I’d nod, as my mom pulled out a ballpoint pen.
And as I’d draw or doodle or write my name in puffy letters, she’d stare; it was one of the only times she was quiet. I certainly didn’t appreciate it enough.
Now, I know what she was thinking of. She was thinking about me and the person I was growing into.
I wonder if she saw a counselor (probably). A husband? (yup). A dad? (definitely). A soccer coach? (sure). A resume writer? (was that even a thing back then?). The world’s best resume writer? (she believed I could be the world’s best anything). A writer in general? (absolutely; she called me her little observer). And what else? And what else, Mom?

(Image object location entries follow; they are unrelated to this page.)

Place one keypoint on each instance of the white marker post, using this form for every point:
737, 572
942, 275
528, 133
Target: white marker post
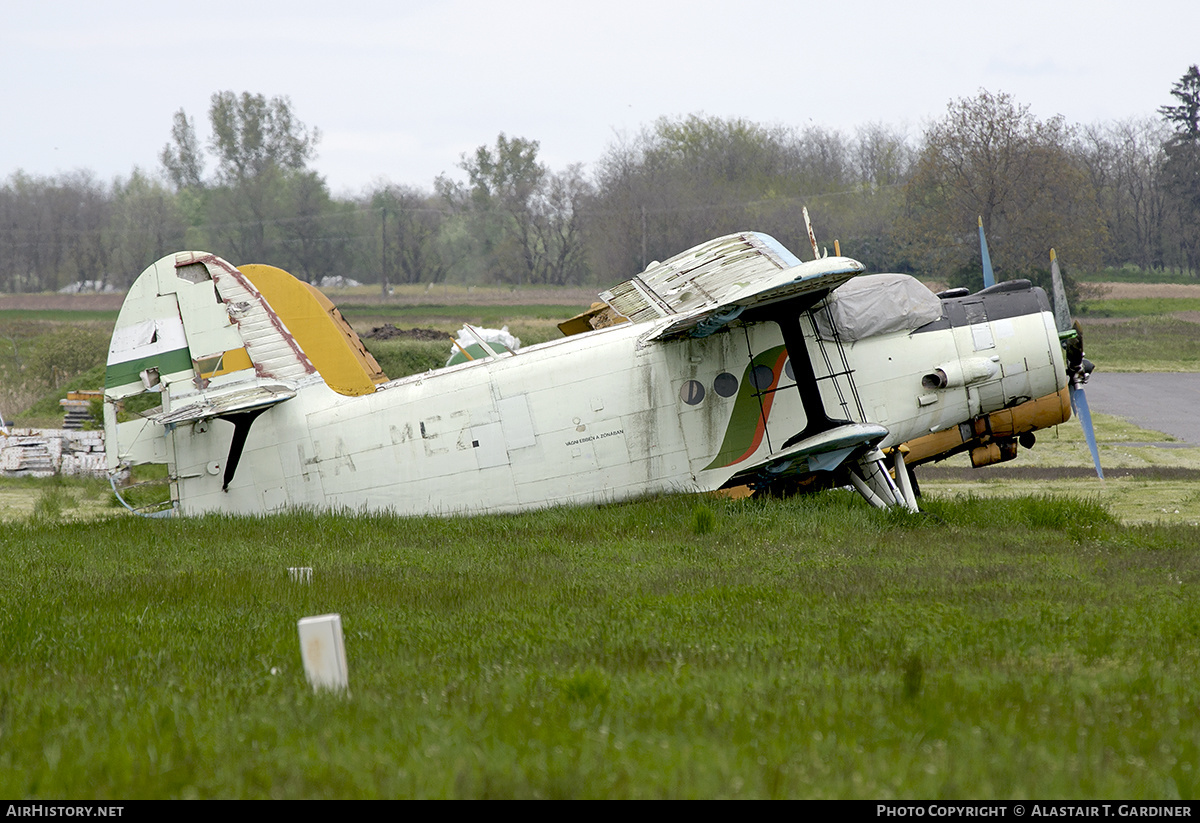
324, 653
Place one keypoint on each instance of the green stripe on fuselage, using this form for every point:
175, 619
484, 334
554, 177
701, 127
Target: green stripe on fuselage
747, 425
167, 362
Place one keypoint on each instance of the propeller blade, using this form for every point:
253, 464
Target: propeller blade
1079, 402
989, 278
1061, 310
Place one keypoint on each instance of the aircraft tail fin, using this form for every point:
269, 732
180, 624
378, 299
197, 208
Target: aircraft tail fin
199, 338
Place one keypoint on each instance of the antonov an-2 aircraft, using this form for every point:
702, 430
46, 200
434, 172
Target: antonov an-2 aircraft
731, 365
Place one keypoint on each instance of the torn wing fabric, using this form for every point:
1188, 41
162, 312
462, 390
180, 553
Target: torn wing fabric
876, 305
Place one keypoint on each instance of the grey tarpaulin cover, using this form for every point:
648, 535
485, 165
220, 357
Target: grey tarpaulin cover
877, 304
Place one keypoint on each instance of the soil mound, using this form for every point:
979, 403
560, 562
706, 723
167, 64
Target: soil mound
388, 331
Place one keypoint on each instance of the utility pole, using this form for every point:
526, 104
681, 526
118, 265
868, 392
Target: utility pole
383, 252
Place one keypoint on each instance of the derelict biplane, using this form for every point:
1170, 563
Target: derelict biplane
733, 364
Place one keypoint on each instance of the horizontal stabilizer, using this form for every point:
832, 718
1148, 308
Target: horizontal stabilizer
214, 404
709, 286
823, 451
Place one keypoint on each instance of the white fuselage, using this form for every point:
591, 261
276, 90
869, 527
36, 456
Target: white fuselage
598, 416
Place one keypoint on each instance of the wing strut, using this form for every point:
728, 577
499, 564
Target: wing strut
241, 424
816, 418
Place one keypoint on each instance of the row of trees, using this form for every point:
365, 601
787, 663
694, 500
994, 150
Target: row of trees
1104, 194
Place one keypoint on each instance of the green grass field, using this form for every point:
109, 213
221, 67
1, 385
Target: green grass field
666, 648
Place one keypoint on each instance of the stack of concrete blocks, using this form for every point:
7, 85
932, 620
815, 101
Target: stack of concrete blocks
41, 452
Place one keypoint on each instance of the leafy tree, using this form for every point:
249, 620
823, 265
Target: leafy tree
1125, 162
412, 223
263, 202
183, 158
515, 220
1182, 167
145, 223
990, 157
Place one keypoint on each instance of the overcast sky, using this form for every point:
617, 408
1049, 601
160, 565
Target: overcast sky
401, 89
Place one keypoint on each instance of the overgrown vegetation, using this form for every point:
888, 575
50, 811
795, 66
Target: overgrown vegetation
799, 648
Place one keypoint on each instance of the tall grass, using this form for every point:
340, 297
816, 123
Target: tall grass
783, 648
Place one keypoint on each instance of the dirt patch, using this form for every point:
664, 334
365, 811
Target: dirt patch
1135, 290
388, 331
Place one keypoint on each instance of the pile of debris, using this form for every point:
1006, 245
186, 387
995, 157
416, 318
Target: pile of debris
77, 408
41, 452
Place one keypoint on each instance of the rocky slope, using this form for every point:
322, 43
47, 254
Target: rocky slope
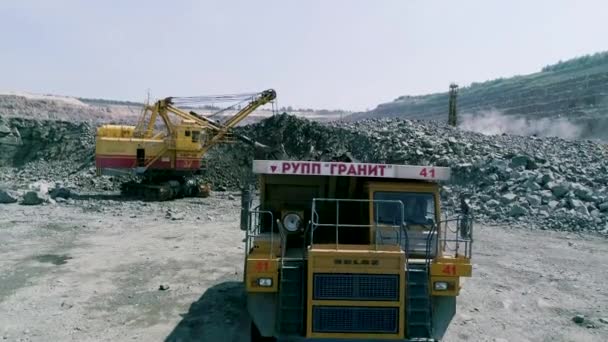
575, 91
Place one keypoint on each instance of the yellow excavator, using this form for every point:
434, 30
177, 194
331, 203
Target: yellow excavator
165, 156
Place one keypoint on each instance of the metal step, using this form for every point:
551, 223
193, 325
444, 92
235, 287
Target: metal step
418, 302
291, 298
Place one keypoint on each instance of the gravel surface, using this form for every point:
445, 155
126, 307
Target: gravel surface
92, 268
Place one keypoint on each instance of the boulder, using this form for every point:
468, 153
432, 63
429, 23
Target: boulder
517, 210
60, 192
559, 189
34, 198
8, 196
534, 200
582, 192
508, 198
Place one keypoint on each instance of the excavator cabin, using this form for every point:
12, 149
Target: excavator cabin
351, 251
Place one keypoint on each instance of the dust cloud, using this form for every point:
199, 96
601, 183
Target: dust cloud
496, 123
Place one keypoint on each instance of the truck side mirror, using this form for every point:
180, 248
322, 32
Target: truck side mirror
245, 207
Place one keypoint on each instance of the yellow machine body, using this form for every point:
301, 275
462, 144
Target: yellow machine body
354, 276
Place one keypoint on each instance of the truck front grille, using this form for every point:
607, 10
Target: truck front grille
380, 287
342, 319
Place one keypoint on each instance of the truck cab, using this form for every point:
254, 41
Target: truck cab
351, 251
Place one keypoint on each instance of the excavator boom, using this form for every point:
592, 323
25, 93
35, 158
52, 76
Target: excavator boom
166, 160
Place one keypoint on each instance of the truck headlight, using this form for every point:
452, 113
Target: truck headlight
265, 282
441, 286
291, 222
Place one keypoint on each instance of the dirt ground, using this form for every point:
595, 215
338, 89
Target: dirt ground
91, 271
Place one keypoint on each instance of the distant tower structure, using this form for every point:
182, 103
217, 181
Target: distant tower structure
452, 104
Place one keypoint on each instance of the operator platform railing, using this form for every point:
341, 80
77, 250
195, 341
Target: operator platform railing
457, 236
254, 229
380, 229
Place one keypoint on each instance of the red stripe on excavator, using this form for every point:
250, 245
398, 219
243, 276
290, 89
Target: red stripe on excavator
129, 163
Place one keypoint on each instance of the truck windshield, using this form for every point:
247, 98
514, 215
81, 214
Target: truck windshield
418, 207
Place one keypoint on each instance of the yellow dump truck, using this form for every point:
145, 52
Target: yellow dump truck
351, 252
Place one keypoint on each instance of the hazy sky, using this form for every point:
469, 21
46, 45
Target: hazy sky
320, 54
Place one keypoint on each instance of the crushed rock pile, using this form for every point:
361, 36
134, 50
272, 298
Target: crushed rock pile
550, 183
51, 151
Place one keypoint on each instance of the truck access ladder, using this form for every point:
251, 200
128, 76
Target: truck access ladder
418, 305
290, 316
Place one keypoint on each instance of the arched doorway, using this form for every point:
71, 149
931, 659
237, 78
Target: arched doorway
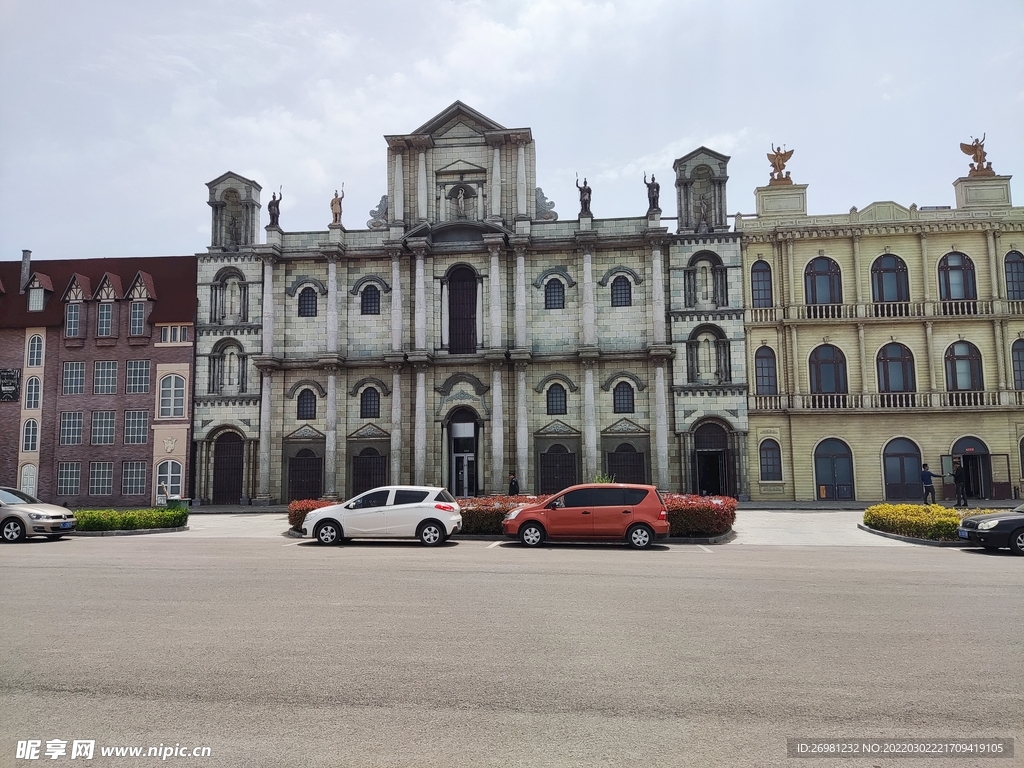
711, 460
305, 475
901, 461
369, 470
558, 469
626, 464
834, 470
462, 451
228, 459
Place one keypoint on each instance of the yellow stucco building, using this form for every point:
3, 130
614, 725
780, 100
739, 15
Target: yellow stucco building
885, 338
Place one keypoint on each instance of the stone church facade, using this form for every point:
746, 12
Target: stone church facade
468, 332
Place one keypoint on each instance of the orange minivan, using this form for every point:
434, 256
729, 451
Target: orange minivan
635, 514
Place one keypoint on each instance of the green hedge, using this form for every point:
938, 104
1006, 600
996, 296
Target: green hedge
132, 519
931, 521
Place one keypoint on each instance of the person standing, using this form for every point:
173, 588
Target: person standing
928, 482
960, 479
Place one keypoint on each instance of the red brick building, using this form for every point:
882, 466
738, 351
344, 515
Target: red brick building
96, 364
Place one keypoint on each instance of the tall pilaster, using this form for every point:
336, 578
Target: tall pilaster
590, 459
420, 430
521, 426
331, 444
497, 428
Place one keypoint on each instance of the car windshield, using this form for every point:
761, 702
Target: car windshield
9, 496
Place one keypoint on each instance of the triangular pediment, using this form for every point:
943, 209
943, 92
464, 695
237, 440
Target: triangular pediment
369, 432
557, 427
625, 426
449, 120
305, 432
461, 166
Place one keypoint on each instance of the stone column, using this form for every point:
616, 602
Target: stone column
590, 458
421, 302
520, 299
331, 444
496, 183
589, 332
496, 297
267, 309
497, 429
420, 430
395, 301
263, 488
660, 427
396, 422
520, 178
421, 185
398, 212
657, 289
522, 463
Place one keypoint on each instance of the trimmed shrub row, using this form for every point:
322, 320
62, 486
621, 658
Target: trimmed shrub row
132, 519
931, 521
482, 515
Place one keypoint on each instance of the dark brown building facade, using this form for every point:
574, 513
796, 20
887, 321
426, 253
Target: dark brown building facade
96, 378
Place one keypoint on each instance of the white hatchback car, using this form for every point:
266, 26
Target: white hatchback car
430, 514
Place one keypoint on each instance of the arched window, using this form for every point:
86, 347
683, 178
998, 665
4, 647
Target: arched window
765, 377
32, 393
306, 406
169, 477
30, 436
462, 310
771, 462
554, 295
956, 283
761, 291
622, 398
622, 292
307, 302
172, 396
370, 403
1015, 275
370, 300
964, 368
828, 385
895, 369
556, 399
35, 351
823, 282
1017, 353
890, 286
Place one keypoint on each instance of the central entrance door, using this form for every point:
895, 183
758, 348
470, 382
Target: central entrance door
463, 453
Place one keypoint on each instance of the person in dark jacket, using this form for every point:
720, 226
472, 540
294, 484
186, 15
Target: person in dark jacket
960, 479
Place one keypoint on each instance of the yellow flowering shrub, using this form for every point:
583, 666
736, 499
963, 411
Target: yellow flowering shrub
918, 520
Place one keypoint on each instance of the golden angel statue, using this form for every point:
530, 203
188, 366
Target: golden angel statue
976, 150
778, 157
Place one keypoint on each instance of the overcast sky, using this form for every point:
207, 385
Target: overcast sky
114, 114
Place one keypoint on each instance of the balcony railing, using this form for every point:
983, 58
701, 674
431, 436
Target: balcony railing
885, 400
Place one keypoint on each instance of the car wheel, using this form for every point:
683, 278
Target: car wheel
531, 535
431, 534
640, 537
1017, 542
13, 529
328, 532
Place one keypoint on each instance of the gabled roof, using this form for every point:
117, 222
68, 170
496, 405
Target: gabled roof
456, 111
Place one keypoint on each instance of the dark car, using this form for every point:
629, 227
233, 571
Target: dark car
995, 529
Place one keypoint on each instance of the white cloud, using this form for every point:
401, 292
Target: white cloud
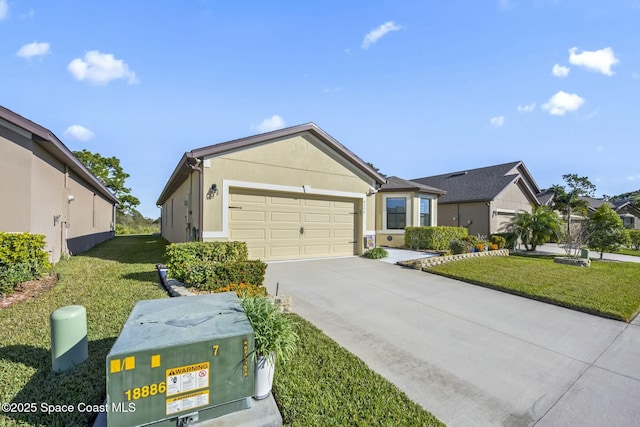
375, 35
599, 60
33, 49
562, 103
527, 108
560, 71
272, 123
100, 68
497, 121
79, 133
4, 9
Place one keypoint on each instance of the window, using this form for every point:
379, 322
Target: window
396, 213
424, 212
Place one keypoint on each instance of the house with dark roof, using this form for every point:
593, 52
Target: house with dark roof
47, 190
402, 203
289, 194
484, 199
626, 210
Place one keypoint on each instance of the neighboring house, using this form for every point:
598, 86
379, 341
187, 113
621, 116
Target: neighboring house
625, 209
291, 193
402, 203
486, 199
46, 190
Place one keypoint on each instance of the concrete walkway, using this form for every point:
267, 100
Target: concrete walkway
470, 355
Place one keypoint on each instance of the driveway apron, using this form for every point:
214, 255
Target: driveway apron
470, 355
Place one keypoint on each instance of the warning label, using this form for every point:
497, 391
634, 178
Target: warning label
187, 378
187, 402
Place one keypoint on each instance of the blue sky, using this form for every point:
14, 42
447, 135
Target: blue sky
417, 88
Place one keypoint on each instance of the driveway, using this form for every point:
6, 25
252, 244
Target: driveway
469, 355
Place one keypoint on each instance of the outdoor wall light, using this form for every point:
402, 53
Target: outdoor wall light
213, 190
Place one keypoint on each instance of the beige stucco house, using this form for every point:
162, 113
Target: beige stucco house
46, 190
485, 199
402, 203
291, 193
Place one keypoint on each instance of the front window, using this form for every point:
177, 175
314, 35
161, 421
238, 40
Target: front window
425, 219
396, 213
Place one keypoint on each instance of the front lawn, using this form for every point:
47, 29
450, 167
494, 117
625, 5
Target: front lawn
608, 289
324, 385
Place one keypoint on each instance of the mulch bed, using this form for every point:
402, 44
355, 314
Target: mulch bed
28, 290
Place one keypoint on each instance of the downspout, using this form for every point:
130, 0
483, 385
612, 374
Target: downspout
196, 167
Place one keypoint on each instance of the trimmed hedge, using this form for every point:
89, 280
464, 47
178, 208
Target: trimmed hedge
213, 265
635, 239
435, 238
22, 258
187, 260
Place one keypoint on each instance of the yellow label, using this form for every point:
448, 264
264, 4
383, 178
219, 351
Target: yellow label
187, 402
155, 360
126, 364
189, 368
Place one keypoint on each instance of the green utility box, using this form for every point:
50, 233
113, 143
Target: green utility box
181, 360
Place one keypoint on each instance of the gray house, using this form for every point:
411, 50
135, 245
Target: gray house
484, 199
46, 190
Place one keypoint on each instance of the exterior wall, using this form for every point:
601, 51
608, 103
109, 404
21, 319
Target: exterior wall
177, 212
395, 238
474, 216
299, 164
35, 190
15, 178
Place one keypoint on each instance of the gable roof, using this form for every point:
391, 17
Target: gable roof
481, 184
51, 144
398, 184
191, 158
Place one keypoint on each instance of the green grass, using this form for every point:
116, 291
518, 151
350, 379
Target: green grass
608, 289
324, 385
628, 251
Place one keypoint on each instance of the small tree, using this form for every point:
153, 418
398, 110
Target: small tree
607, 232
570, 200
536, 227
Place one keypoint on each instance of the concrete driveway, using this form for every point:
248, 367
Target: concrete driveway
470, 355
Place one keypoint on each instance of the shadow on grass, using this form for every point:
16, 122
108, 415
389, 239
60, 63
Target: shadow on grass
134, 249
84, 383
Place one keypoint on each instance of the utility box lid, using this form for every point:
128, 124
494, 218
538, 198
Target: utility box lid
181, 357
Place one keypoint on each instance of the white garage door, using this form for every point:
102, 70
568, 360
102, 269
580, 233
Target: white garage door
284, 226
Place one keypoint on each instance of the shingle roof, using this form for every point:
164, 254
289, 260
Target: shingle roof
182, 170
50, 143
398, 184
473, 185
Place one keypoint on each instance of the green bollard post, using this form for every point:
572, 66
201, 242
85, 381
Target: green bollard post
68, 337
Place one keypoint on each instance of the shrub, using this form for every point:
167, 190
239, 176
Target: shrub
376, 253
435, 238
635, 239
499, 241
244, 290
460, 246
223, 274
22, 258
188, 262
511, 239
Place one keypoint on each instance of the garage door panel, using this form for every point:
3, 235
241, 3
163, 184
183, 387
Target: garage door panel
270, 223
244, 234
245, 215
317, 217
288, 217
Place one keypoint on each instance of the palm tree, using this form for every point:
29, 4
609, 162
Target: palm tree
536, 227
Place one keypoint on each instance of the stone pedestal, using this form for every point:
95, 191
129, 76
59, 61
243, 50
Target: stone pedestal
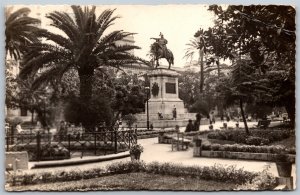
164, 92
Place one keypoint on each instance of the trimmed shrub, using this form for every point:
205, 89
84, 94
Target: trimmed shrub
258, 137
216, 173
248, 148
252, 140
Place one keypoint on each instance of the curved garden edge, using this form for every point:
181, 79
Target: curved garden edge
80, 161
239, 155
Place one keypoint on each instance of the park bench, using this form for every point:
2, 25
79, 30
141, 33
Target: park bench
263, 124
180, 143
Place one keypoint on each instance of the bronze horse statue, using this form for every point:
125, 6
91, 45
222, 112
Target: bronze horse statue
157, 52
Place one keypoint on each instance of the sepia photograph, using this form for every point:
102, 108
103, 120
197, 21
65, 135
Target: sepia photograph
170, 97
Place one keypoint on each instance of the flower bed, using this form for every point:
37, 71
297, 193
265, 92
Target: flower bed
220, 173
235, 151
248, 148
257, 137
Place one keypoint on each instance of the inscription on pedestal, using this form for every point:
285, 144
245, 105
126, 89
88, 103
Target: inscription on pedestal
171, 88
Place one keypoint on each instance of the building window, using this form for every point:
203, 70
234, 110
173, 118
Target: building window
23, 111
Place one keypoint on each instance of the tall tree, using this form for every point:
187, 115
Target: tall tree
20, 31
82, 47
197, 45
266, 34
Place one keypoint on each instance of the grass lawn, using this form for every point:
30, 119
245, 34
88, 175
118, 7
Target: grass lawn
288, 143
131, 181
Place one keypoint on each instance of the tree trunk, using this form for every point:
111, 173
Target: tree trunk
218, 66
201, 70
243, 116
32, 114
291, 110
86, 84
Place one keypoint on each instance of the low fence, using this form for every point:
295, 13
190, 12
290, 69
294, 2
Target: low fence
48, 146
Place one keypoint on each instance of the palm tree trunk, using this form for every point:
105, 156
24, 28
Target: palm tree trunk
201, 70
32, 115
218, 66
243, 116
86, 83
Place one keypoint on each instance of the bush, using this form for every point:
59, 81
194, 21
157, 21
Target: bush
130, 120
126, 167
263, 181
252, 140
216, 173
89, 113
278, 149
258, 137
54, 151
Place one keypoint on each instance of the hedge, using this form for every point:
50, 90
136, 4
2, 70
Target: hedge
216, 173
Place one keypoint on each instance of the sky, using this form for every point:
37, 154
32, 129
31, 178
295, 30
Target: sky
178, 23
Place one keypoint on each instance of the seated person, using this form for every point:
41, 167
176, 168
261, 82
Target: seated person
190, 126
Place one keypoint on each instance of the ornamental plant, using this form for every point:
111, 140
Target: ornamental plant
136, 149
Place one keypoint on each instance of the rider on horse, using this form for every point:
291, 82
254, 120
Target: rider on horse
162, 43
159, 50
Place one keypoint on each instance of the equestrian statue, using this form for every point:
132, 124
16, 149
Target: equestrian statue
158, 49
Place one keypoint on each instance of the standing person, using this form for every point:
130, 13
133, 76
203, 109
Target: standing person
197, 122
19, 128
213, 117
62, 130
190, 126
227, 117
174, 113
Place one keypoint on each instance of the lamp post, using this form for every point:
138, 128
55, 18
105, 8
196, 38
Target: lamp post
147, 92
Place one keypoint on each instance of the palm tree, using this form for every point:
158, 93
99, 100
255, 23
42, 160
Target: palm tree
20, 30
197, 45
83, 47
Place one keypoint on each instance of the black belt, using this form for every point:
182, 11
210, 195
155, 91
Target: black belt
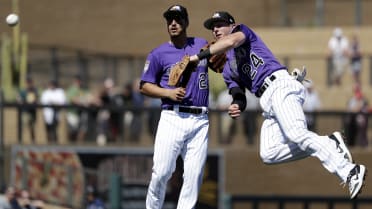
264, 86
193, 110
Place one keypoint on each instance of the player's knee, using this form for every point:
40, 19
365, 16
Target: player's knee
161, 176
266, 158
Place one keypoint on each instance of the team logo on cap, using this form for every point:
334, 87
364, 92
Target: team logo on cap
176, 8
216, 15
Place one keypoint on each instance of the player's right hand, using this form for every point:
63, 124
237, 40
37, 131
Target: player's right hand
177, 94
234, 111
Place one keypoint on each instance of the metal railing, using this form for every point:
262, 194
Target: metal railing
306, 202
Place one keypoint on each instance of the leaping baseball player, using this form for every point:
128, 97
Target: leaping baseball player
284, 134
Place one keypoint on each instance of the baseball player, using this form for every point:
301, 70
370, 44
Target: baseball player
284, 134
183, 125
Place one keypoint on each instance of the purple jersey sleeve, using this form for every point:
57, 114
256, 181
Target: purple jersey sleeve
161, 59
250, 63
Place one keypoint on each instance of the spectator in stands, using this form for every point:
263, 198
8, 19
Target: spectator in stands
311, 104
228, 126
5, 201
77, 118
250, 116
54, 96
107, 119
355, 58
357, 119
29, 96
25, 201
338, 48
93, 201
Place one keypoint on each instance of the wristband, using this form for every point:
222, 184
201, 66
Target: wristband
204, 54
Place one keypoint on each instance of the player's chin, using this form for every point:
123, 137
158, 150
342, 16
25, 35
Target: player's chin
174, 34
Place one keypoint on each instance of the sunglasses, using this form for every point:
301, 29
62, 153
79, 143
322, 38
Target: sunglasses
177, 18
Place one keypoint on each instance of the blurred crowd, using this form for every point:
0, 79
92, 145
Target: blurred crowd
19, 199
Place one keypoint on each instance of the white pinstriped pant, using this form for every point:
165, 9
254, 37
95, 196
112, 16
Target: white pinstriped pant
284, 133
185, 134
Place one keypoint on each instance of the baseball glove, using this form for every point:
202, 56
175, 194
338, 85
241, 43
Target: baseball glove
180, 70
217, 61
299, 75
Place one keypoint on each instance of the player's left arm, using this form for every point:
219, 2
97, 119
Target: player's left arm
222, 45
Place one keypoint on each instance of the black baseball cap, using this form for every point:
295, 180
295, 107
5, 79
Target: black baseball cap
217, 17
176, 10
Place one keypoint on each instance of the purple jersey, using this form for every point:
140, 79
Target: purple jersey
161, 59
250, 63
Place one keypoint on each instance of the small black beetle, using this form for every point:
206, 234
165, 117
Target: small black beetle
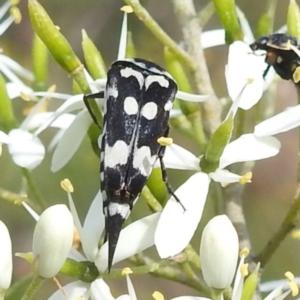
281, 55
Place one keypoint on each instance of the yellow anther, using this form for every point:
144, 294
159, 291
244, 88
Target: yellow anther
244, 270
14, 2
158, 296
293, 285
289, 276
126, 271
296, 75
244, 252
296, 234
127, 8
52, 88
15, 12
163, 141
67, 185
246, 178
24, 96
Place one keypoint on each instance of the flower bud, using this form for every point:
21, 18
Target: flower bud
52, 240
219, 252
293, 19
5, 257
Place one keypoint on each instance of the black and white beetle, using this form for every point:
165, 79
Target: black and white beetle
139, 96
281, 54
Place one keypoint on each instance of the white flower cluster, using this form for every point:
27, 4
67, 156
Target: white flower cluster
170, 230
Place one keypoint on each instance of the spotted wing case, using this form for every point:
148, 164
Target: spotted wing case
139, 96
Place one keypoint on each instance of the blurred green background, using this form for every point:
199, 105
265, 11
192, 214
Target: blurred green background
266, 200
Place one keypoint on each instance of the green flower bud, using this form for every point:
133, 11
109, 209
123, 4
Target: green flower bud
175, 68
56, 43
293, 19
216, 145
93, 58
7, 118
226, 11
40, 63
250, 284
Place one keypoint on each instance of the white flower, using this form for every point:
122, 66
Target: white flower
139, 233
282, 122
52, 240
219, 251
27, 150
5, 258
176, 227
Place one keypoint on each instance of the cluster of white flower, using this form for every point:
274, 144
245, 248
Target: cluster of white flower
170, 230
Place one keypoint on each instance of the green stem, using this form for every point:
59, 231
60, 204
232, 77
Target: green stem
289, 223
13, 198
173, 274
151, 200
35, 284
161, 35
33, 189
2, 294
14, 291
206, 13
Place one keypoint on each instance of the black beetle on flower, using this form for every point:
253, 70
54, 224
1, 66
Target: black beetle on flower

I wouldn’t be surprised if she saw all of it. Even the things I still can’t see.
Funny how one person can be fortelling the future while the other is focused on keeping enough marinara sauce for their last crust of bread.
That’s the wisdom of being older: you’ve seen enough to be able to connect the dots across time. You can see the future. That’s what makes life wonderful and hard at the same time.
We can see things so clearly, but we just have to sit there and wait for it to unfold. And then, the hardest part: letting go when we’re wrong.
“Whatttt?”
It’s Hazel; she caught me staring. And time-traveling. I could tell the look on my face by the look on hers.
“I’m just staring at my beautiful girl.”
“Daaad.“
I probably would have kept going with the cheesy, embarrassing comments, but I had to move my foot out of the aisle to let our giant waiter pass by so he could bring a glass of water to his wife, who was smiling and rubbing her belly like a crystal ball.